What 20th-century classical scholarship draws attention to is the characteristics of pre-literate oral cultures. What scholars like Marshall McLuhan and Walter Ong have suggested is that we might see modernity as an oral culture, or rather a secondary oral culture.
So much about the style and behaviour of Trump reveals a leader who acts as if we are in a post-literate society. Some indications are his constant recourse to underlying mythic structures (see Trump's 5 Cultural Myths). Pre-literate cultures had a huge call on foundational myths. They were, after all, stories everyone knew. They were easy to remember.
In a literate culture, the distinction between fact and fiction is always to be explicit. If it is not made clear the viewers will always ask – fact or fiction? Not so in a pre-literate culture. Fiction (or myth) was seen as speaking to deeper truths, the facts of daily life often seen as a fiction (the Buddhist illusion).
As we all know, Trump has made the blurring of this distinction one of his signature achievements (or failings for others). There was a classic moment in the TV series Mad Men, where Don Draper and his team are struggling in a pitch to the Lucky Strike Brand Team. He enquires about the production process. His genius was to pick up a tiny detail, that “Lucky Strike's tobacco is toasted”. Basically saying to not get defensive about the health issues that were becoming foreground, just use a nice family association, making toast. He is saying you can say whatever you want.
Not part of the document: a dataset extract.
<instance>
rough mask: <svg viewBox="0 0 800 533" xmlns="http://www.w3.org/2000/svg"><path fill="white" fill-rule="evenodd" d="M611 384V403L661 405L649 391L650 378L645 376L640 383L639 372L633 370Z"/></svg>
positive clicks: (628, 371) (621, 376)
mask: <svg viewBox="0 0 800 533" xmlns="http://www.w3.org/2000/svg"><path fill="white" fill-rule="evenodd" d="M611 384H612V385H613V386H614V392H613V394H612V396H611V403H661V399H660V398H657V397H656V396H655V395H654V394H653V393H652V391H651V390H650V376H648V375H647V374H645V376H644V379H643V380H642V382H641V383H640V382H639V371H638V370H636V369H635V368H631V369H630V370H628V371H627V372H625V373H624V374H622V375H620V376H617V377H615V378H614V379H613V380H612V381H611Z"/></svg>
Yes, you can, but what you say must speak to what people want to believe. Then the listeners have no problem with the fact/fiction distinction. Speak to their longing. Don Draper (well Matthew Weiner) totally got the distinction. So does Trump. He acts as if we are in a post-literate world.
There are many other oral techniques used by the President. Here are just a few examples. The epithet is frequently used by Homer – wine dark sea, wily Odysseus. It gives the teller of the story a split second to remember what is next. Trump had an epithet for every one of his opponents – crooked Hilary, lying Ted. He always looks for a memorable label. His use of the epithet is closely connected to another characteristic of oral storytelling. It is what Ong calls ‘agonistically toned’.
The way meaning-making works is via opposition. There is ‘no meaning without difference’ the structuralists (which we will learn in Thunder 6) tells us. Trump continually uses powerful colloquial and for his many enemies, derogatory descriptors. The implication being, of course, is that he is the other side of the descriptor – see the table.
He is setting up the classic opposition so characteristic of the traditional story, good guy/bad guy and in the western white hat/black hat. Because he gets in first he has established the narrative structure within which the conversation takes place. It’s masterly oral storytelling!
Oral storytelling is also additive and repetitive. The repetition then aggregates into a bigger picture. The additive, repetitive and aggregative style are all critical in helping the listeners memory. The frequent repetition of ‘lock her up’ and ‘build the wall’ ensure no one was in any doubt as to the key messages. The individually repeated phrases aggregated into a consistent picture of dystopian America that only the strong man could address.
Also vital to the oral teller was consistent recourse to very familiar stories. The tellers did not literally remember huge tranches of text. What they did know were the familiar plot structures. Know these and it was possible to improvise around the core. We have already seen how this master of ‘red rhetoric’ had recourse to very familiar plots.